- Born: July 16, 1970 (age 55) Singapore
- Other names: Brandon Wey, Lead Wey
- Occupations: Businessman, entrepreneur
- Known for: InfoStream Group Seeking.com
- Website: askbrandonwade.com

= Brandon Wade =

American businessman (born 1970)

Brandon Wade (born Lead Wey; 16 July 1970) is an American businessman who is the founder and chief executive officer of InfoStream Group, an online dating company.

==Early life==
Born in Singapore to ethnic Chinese parents, Wade was raised in what he describes as a "Tiger Mom–type of upbringing" consisting of studying and not much else. While growing up in Singapore, Wade attended Saint Andrew's Secondary School and Hwa Chong Junior College.

In 1993, Wade graduated from Massachusetts Institute of Technology (MIT), where he received a Bachelor of Science in electrical engineering on an Overseas Merit Scholarship awarded by Singapore's Public Service Commission. Upon graduating in 1993, Wade opted to stay in the United States, breaking his contractual obligation to return to Singapore and forcing his parents to pay about $300,000 in damages. Wade then enrolled in the MIT Sloan School of Management, where he graduated with a Master of Business Administration in 1995.

==Career==
After completing his MBA, he moved to New York City to work for technology consultants Booz Allen. He later joined General Electric as a technology infrastructure manager.

In 2006, Wade founded Seeking.com and served as CEO of the company from 2006 to 2022, and then rejoined the company as CEO in 2024.
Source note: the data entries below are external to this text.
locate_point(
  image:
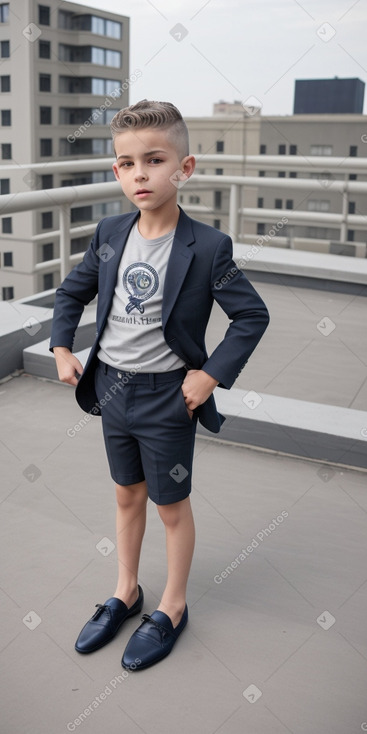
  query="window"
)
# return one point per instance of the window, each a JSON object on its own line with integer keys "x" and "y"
{"x": 79, "y": 244}
{"x": 48, "y": 281}
{"x": 101, "y": 117}
{"x": 47, "y": 181}
{"x": 103, "y": 27}
{"x": 8, "y": 259}
{"x": 45, "y": 82}
{"x": 8, "y": 293}
{"x": 321, "y": 150}
{"x": 46, "y": 146}
{"x": 48, "y": 252}
{"x": 6, "y": 118}
{"x": 47, "y": 220}
{"x": 5, "y": 83}
{"x": 6, "y": 151}
{"x": 93, "y": 23}
{"x": 217, "y": 199}
{"x": 7, "y": 225}
{"x": 44, "y": 49}
{"x": 112, "y": 29}
{"x": 45, "y": 115}
{"x": 82, "y": 214}
{"x": 112, "y": 58}
{"x": 318, "y": 205}
{"x": 44, "y": 15}
{"x": 5, "y": 49}
{"x": 4, "y": 12}
{"x": 89, "y": 85}
{"x": 4, "y": 185}
{"x": 90, "y": 54}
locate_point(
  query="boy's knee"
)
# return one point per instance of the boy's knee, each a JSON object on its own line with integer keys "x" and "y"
{"x": 131, "y": 495}
{"x": 172, "y": 514}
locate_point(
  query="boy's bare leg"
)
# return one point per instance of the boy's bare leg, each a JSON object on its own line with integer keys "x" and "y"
{"x": 180, "y": 540}
{"x": 130, "y": 527}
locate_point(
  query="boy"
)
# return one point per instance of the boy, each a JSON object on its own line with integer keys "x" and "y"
{"x": 156, "y": 272}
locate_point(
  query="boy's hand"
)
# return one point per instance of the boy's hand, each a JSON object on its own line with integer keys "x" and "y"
{"x": 197, "y": 388}
{"x": 67, "y": 365}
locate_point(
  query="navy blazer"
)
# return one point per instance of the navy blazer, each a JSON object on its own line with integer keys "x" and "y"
{"x": 200, "y": 269}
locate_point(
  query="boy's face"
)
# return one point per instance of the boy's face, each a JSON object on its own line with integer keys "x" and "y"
{"x": 147, "y": 166}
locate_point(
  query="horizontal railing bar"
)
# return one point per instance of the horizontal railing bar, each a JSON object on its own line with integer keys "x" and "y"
{"x": 74, "y": 195}
{"x": 349, "y": 164}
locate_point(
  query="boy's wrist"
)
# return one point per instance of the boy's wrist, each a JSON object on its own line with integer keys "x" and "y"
{"x": 61, "y": 350}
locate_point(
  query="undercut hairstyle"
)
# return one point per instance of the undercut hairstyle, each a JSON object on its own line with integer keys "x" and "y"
{"x": 160, "y": 115}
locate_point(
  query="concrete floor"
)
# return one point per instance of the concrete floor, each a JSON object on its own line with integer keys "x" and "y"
{"x": 277, "y": 643}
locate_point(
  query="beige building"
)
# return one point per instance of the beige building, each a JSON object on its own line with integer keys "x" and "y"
{"x": 302, "y": 136}
{"x": 64, "y": 72}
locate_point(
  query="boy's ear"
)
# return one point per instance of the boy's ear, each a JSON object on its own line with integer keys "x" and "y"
{"x": 188, "y": 165}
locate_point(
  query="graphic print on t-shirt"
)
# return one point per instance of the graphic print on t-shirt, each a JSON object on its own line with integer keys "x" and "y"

Wade is the author of two books titled Seeking Arrangement: The Definitive Guide to Sugar Daddy and Mutually Beneficial Relationships and Connecting with the IN Crowd: How to Network, Hang Out, and Play with Millionaires Online.

In a 2014 essay for CNN titled "Dating website founder says love doesn't exist", Wade wrote, "Love is a concept invented by poor people."

=== Dating websites ===
In 2006, Wade founded the sugar dating website Seeking.com. In 2007, Wade launched a companion dating site WhatsYourPrice.com, a dating website where members bid for dates in an online auction environment. In May 2012 he launched MissTravel.com, which pairs 'generous' travelers with 'attractive' travelers who would love the opportunity to travel the world for free. And in May 2015, Wade launched OpenMinded.com, a dating website that caters to those who are monogamish. He further states the website caters to those looking to engage in 'ethical cheating'.